Researchers from the University of British Columbia in Canada recruited more than 4,600 participants, and found an almost even split between those who prioritised their time and those who prioritised their wealth, but the older participants were more likely to favour time over money. The team also found that those who put time first tended to be happier overall.
"It appears that people have a stable preference for valuing their time over making more money, and prioritising time is associated with greater happiness," said lead researcher Ashley Whillans. "Having more free time is likely more important for happiness than having more money. Even giving up a few hours of a paycheck to volunteer at a food bank may have more bang for your buck in making you feel happier."
Despite the large sample size, the study does have its limitations: it doesn't include people living on the poverty line, for example, who may not have the luxury of prioritising anything other than money. But the research did find that gender, income, and marital status had no effect on whether participants placed time over money or the other way around.
Some of the questions involved in the study used real-world examples to gauge the predispositions of volunteers: whether they would prefer a more expensive apartment with a longer commute to work or a less flashy pad and a quick commute, for example. Some were asked to choose between a job with long hours and good pay or one with shorter hours and a lower starting salary.
Not that a little bit of extra cash can't make you happy - it sure can, and previous research has confirmed it, but not if that pay rise is fleeting or takes up more of your time.
The study has now been published in the journal Social Psychological and Personality Science.
The results suggest that cherishing the moments you have to enjoy yourself is more likely to bring you happiness than counting your pennies, but don't expect it to extend your life expectancy.
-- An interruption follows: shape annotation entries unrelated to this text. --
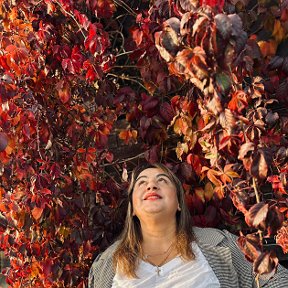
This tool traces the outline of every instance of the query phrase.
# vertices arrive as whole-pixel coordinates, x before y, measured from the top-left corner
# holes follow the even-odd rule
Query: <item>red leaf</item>
[[[32,216],[34,217],[35,220],[39,220],[42,216],[43,213],[43,208],[39,208],[39,207],[34,207],[32,210]]]
[[[136,45],[139,46],[142,43],[143,40],[143,31],[139,28],[133,27],[130,30],[130,33],[132,35],[132,39],[135,41]]]
[[[265,229],[268,208],[269,205],[264,202],[254,204],[245,215],[246,223],[256,229]]]
[[[266,277],[271,278],[276,272],[277,265],[278,258],[275,254],[273,252],[264,252],[253,263],[253,270],[257,274],[266,275]]]
[[[228,108],[241,114],[242,110],[245,109],[247,105],[247,96],[244,91],[240,90],[233,93],[232,99],[228,103]]]
[[[6,133],[0,132],[0,152],[4,151],[8,146],[8,137]]]
[[[260,255],[260,240],[257,236],[253,234],[241,235],[237,242],[248,261],[253,262]]]
[[[208,5],[210,7],[215,7],[218,11],[222,11],[224,7],[225,0],[200,0],[200,5]]]

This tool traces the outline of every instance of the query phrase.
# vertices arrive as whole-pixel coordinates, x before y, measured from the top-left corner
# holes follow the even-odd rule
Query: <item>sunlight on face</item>
[[[155,214],[175,217],[178,207],[177,189],[162,169],[148,168],[135,181],[132,202],[134,215],[140,221]]]

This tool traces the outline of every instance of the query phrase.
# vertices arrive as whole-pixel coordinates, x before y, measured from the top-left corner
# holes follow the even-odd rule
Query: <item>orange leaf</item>
[[[39,220],[42,216],[43,213],[43,208],[39,208],[39,207],[34,207],[32,210],[32,216],[34,217],[35,220]]]

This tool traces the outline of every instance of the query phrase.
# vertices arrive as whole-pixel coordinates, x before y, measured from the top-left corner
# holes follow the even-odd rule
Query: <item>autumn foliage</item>
[[[287,0],[3,0],[0,33],[10,287],[87,287],[143,159],[180,177],[195,225],[241,231],[273,274],[265,239],[288,251]]]

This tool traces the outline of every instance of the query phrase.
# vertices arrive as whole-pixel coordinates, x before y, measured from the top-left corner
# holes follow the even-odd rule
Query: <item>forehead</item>
[[[147,177],[147,178],[150,178],[150,177],[157,177],[159,174],[161,175],[166,175],[168,178],[169,175],[163,171],[161,168],[147,168],[145,170],[143,170],[138,176],[137,176],[137,179],[139,177]]]

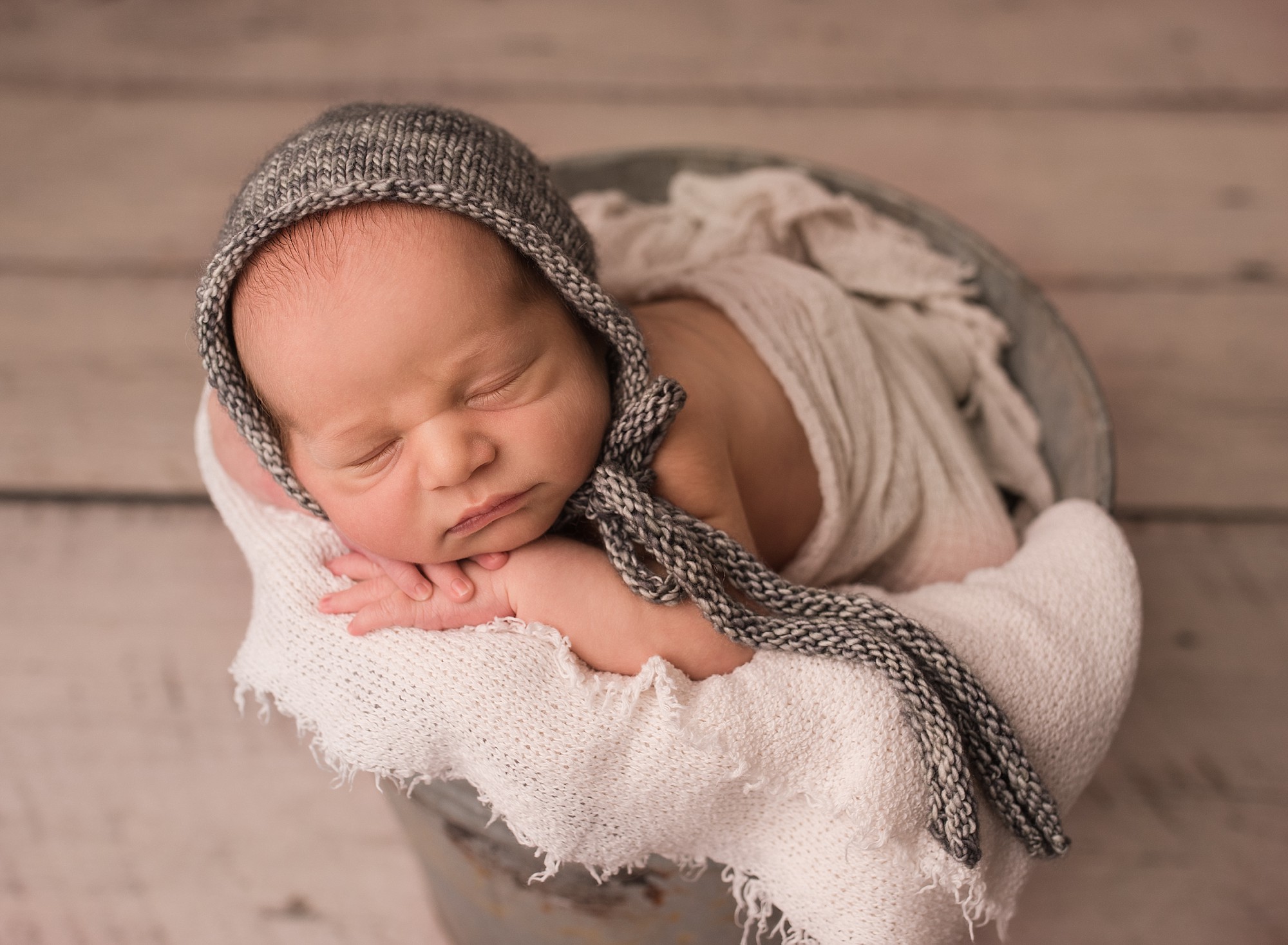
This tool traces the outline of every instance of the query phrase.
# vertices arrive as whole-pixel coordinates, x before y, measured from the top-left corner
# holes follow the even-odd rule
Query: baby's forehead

A recent study of 1 million women in the UK from the University of Oxford found that happiness in and of itself doesn't affect how long you're going to live for.
As Peter Dockrill reported for us back in December:
"After taking into account considerations in the women’s lives such as smoking and ill health - including clinical depression and anxiety, which are distinct from general unhappiness - plus lifestyle and socio-economic factors, the researchers found that the death rate among those who were unhappy was the same as the death rate for those who said they were happy."
So don't get sucked into working extra hours - clock off and enjoy yourself while you can.